His colleague, Anna Lembke, psychiatry professor and head of the Stanford Addiction Clinic, explains that the ready availability of dopaminergic forces in modern life—whether opiates or pornography, likes or retweets, or calorie dense foods—has made addiction nearly ubiquitous. 

“We surf the web for the same reason we devour a bag of potato chips for the same reason we binge Netflix for the same reason we seek out pornography compulsively—because it feels good, and we never want to stop feeling good…Even the Surgeon General has now officially recognized the poison that social media is to the developing teenage brain…We become so used to ‘feeling good’ that we arrive at a point where we no longer know how not to. Any time spent not ‘feeling good’ seems somehow wrong or wasted.”

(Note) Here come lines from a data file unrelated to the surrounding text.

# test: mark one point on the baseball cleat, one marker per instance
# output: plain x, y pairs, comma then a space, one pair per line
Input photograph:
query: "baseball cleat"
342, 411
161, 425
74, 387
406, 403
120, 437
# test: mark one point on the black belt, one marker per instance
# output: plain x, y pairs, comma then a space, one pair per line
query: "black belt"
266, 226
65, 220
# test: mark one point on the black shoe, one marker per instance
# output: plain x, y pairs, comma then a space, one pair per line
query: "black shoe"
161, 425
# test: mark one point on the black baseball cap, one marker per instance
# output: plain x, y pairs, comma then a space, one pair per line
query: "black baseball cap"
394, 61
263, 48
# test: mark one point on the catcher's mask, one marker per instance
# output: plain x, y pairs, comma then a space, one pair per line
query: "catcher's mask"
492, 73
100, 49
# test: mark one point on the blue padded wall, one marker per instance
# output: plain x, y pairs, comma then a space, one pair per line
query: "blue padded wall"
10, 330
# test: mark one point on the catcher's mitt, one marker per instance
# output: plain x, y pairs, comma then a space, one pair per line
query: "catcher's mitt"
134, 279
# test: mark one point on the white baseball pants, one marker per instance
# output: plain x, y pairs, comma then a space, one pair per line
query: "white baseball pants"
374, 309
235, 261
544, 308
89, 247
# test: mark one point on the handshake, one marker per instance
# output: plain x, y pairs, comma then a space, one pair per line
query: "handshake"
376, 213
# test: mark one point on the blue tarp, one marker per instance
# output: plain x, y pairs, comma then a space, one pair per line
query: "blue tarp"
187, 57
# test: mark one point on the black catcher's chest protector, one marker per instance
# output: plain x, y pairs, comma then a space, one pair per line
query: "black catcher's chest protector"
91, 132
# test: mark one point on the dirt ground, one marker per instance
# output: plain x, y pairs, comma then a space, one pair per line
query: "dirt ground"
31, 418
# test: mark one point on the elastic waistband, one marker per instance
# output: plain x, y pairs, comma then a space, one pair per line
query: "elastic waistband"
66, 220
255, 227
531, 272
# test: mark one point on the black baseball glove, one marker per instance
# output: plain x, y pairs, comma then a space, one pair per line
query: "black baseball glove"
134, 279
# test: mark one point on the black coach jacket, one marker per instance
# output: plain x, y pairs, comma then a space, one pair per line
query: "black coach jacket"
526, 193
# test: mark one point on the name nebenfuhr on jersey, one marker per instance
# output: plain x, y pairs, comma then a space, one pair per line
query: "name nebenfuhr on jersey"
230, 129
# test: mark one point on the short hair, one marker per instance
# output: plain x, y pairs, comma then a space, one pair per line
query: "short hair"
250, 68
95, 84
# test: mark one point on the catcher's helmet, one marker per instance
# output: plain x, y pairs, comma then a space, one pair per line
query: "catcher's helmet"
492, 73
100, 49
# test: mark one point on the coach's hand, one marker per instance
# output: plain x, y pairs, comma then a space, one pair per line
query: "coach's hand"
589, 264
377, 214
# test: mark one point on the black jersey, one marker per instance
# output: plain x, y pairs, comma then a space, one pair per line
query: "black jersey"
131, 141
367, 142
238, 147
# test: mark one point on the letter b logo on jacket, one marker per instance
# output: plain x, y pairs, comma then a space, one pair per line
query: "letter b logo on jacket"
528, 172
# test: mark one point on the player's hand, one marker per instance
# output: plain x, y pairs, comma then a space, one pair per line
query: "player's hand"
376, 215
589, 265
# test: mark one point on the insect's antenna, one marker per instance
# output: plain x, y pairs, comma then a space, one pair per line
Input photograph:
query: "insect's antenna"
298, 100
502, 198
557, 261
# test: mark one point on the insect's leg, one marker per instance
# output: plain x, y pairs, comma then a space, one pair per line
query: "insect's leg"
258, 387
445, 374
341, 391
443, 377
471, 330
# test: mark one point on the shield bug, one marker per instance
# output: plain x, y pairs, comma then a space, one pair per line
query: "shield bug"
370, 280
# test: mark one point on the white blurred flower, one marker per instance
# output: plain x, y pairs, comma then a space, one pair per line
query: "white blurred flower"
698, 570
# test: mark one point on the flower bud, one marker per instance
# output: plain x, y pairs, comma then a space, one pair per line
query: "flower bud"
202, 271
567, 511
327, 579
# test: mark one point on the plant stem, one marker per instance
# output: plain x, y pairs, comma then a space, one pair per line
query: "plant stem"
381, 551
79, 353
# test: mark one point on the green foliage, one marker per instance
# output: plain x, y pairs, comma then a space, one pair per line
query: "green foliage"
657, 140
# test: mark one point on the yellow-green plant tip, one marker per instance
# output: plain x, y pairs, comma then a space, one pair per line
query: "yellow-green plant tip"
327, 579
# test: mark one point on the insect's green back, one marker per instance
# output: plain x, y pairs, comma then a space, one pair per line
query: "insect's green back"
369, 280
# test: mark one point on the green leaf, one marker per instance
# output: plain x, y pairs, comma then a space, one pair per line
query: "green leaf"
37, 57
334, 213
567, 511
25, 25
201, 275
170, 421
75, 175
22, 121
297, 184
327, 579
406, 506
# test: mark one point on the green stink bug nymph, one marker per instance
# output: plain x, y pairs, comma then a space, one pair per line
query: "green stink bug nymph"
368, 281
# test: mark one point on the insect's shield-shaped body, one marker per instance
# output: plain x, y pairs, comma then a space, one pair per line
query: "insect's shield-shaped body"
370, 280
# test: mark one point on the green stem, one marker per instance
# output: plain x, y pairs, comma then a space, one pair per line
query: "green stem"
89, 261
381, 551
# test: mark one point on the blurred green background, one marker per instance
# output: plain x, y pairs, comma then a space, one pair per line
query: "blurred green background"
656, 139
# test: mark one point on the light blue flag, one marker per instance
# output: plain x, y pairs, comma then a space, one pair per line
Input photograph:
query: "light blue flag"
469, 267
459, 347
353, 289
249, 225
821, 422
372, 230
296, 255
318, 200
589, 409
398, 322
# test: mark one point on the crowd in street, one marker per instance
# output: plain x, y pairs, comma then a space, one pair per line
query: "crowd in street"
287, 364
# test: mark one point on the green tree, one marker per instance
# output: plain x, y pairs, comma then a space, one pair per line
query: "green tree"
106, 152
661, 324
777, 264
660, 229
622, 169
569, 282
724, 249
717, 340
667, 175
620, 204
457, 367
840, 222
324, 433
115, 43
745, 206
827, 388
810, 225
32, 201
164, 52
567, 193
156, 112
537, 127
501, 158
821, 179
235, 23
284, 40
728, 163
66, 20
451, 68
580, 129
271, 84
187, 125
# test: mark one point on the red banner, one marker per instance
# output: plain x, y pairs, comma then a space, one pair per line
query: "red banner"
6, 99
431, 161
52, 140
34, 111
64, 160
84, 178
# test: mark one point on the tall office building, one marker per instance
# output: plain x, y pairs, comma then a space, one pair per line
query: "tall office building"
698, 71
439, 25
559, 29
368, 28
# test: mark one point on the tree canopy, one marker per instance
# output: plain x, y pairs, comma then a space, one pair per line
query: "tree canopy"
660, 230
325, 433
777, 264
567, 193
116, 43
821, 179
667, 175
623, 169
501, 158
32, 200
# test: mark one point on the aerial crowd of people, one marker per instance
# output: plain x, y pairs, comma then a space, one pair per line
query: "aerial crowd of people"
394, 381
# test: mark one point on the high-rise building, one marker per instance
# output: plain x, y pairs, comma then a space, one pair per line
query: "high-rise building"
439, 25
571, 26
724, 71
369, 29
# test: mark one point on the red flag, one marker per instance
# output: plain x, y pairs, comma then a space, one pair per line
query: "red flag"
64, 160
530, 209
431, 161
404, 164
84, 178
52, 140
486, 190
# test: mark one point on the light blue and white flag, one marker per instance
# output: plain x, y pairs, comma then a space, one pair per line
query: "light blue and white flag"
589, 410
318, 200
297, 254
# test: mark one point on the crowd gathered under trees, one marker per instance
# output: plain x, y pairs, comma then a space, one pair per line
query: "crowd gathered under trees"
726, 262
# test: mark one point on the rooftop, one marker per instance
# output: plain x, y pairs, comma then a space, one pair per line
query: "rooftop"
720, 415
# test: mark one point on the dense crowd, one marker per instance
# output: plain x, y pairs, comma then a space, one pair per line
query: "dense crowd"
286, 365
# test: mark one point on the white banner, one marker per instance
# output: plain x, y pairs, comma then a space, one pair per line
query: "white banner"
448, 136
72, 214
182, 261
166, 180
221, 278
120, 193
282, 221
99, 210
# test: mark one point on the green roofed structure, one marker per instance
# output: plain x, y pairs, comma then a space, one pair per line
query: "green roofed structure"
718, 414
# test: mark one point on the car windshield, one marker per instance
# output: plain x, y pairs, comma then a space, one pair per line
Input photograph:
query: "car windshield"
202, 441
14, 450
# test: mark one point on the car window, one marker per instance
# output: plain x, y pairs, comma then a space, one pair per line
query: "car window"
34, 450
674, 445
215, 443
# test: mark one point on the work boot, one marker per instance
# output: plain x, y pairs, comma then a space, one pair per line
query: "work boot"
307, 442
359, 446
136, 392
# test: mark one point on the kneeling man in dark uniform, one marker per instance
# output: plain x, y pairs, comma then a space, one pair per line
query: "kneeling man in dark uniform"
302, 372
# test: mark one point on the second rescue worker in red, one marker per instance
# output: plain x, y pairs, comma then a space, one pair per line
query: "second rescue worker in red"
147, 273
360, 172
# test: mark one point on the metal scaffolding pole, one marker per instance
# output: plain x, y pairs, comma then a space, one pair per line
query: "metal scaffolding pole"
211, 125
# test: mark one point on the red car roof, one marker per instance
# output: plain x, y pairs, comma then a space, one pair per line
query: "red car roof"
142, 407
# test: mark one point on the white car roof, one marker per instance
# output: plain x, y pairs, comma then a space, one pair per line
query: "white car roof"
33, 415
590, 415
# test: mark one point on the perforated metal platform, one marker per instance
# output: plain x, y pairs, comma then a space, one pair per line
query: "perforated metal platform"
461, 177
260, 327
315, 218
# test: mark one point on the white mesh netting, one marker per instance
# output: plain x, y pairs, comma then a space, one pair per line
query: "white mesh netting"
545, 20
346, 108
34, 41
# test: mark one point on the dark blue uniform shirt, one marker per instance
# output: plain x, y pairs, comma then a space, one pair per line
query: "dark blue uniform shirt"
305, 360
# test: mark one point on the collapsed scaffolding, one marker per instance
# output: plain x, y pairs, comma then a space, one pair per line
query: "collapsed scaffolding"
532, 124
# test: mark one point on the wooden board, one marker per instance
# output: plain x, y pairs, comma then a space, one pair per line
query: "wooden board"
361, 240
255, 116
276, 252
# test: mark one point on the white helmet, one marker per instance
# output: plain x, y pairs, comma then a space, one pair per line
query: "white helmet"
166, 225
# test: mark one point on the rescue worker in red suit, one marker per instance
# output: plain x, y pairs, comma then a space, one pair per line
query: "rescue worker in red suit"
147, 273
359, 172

“So, what are we to do?” Johnson asks. “We must reteach ourselves that we are not meant only to feel good all the time. We are, instead, to pass through times of suffering, and we must learn to sit with sorrow without dismissing it or glossing over its depth and difficulty.” There “must needs be opposition in all things,” he writes, quoting the Book of Mormon prophet Lehi (2 Ne 2:11). Without it, “awash in pleasure, we experience little joy…adrift in comfort, we find no meaning.” We just want more and are never satisfied. Dr. Lembke even suggests that the recent near ubiquitous rise in anxiety, depression, and other forms of mental illness stems largely from our unending attempts to evade sorrow and the genuine difficulty of life.

Johnson concludes, “Perhaps the antidote to this endless drive for dopamine is, in fact, nothing—the kind of nothing I experience in Memorial Church…It’s not easy. In embracing nothingness, I sometimes pass through the travails of withdrawal—the longing, the craving, the tremulous desire. But as I push through, I find myself newly alive, senses heightened—eyes, ears, and heart open as never before. That is why I sit in Memorial Church on a Monday morning. Because the quivering silence and kaleidoscopic light highlight that nothing is happening, and nothing is what I desperately need.”